Although wearing only the beach-towel sarong, he’s no longer self-conscious. He feels quite Polynesian, like Bing Crosby in The Road to Bali.
Instead of chunks of coconut or a bowl of poi, instead of the shredded flesh of a wild pig spiced with eel tongue, he has his own bag of cheese-flavored popcorn and a can of Orange Crush, though he had asked for a beer.
Better still, he’s blessed by the company of the Spelkenfelter sisters, Castoria and Polluxia. He finds the details of their lives to be unlike anything he knows from films or books.
They were born and raised in a bucolic town in Indiana, which Polly calls “a long yawn of bricks and boards.” According to Cass, the most exciting pastimes the area offers are watching cows graze, watching chickens peck, and watching hogs sleep, although Curtis can perceive no entertainment value in two of these three activities.

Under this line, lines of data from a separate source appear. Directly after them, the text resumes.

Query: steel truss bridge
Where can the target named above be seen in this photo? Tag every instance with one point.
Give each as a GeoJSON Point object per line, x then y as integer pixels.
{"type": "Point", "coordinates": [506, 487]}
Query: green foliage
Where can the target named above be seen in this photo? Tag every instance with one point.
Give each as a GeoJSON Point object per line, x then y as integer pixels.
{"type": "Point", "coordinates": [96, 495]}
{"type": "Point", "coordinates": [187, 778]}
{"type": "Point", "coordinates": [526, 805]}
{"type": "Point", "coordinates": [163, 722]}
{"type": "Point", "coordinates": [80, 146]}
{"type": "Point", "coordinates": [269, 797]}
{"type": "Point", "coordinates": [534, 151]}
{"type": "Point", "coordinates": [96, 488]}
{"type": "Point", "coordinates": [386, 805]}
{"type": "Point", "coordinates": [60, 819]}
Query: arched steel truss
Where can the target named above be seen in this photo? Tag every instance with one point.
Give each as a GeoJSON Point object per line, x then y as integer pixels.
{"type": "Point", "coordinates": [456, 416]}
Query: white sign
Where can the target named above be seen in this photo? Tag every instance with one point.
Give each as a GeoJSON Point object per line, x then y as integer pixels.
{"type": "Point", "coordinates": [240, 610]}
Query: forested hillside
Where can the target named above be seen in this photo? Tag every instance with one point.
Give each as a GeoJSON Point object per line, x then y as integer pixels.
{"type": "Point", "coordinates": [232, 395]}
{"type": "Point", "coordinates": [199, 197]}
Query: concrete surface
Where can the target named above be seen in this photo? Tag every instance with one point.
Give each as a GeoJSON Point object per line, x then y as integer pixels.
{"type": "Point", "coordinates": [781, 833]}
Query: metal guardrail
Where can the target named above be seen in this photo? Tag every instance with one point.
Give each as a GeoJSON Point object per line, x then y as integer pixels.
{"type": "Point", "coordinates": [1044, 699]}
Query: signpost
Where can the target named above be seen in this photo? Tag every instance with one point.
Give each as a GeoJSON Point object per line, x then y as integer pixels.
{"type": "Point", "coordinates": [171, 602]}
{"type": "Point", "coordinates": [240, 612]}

Their father, Sidney Spelkenfelter, is a professor of Greek and Roman history at a private college, and his wife, Imogene, teaches art history. Sidney and Imogene are kind and loving parents, but they are also, says Cass, “as naive as goldfish who think the world ends at the bowl.” Because their parents were academics, too, Sidney and Imogene have resided ever in tenured security, explaining life to others but living a pale version of it.
Co-valedictorians of their high-school class, Cass and Polly skipped college in favor of Las Vegas. Within a month, they were the centerpiece feathered-and-sequined nudes in a major hotel’s showroom extravaganza with a cast of seventy-four dancers, twelve showgirls, nine specialty acts, two elephants, four chimps, six dogs, and a python.
Because of a mutual lifelong interest in juggling and trapeze acrobatics, within a year they were elevated to Las Vegas stardom in a ten-million-dollar stage-musical spectacular featuring a theme of extraterrestrial contact. They played acrobatic alien queens plotting to turn all human males into love slaves.
“That was when we first got interested in UFOs,” Cass reveals.
“In the opening dance number,” Polly reminisces, “we descended these neon stairs from a giant flying saucer. It was awesome.”
“And this time we didn’t have to be naked the whole show,” says Cass. “We came out of the saucer nude, of course—”
“Like any alien love queens would,” adds Polly, and they reveal delicious giggles that remind Curtis of the immortal Goldie Hawn.
Curtis laughs, too, amused by their irony and self-mockery.
“After the first nine minutes,” Cass says, “we wore lots of cool costumes better suited to juggling and acrobatic trapeze work.”
“Trying to juggle honeydews while nude,” Polly explains, “you risk grabbing the wrong melons and ruining the act.”
They both giggle again, but this time the joke eludes Curtis.
“Then we were nude in the last number,” Polly says, “except for the feathered headdress, sequined G-string, and stiletto-heeled ankle boots. The producer insisted this was ‘authentic’ love-queen attire.”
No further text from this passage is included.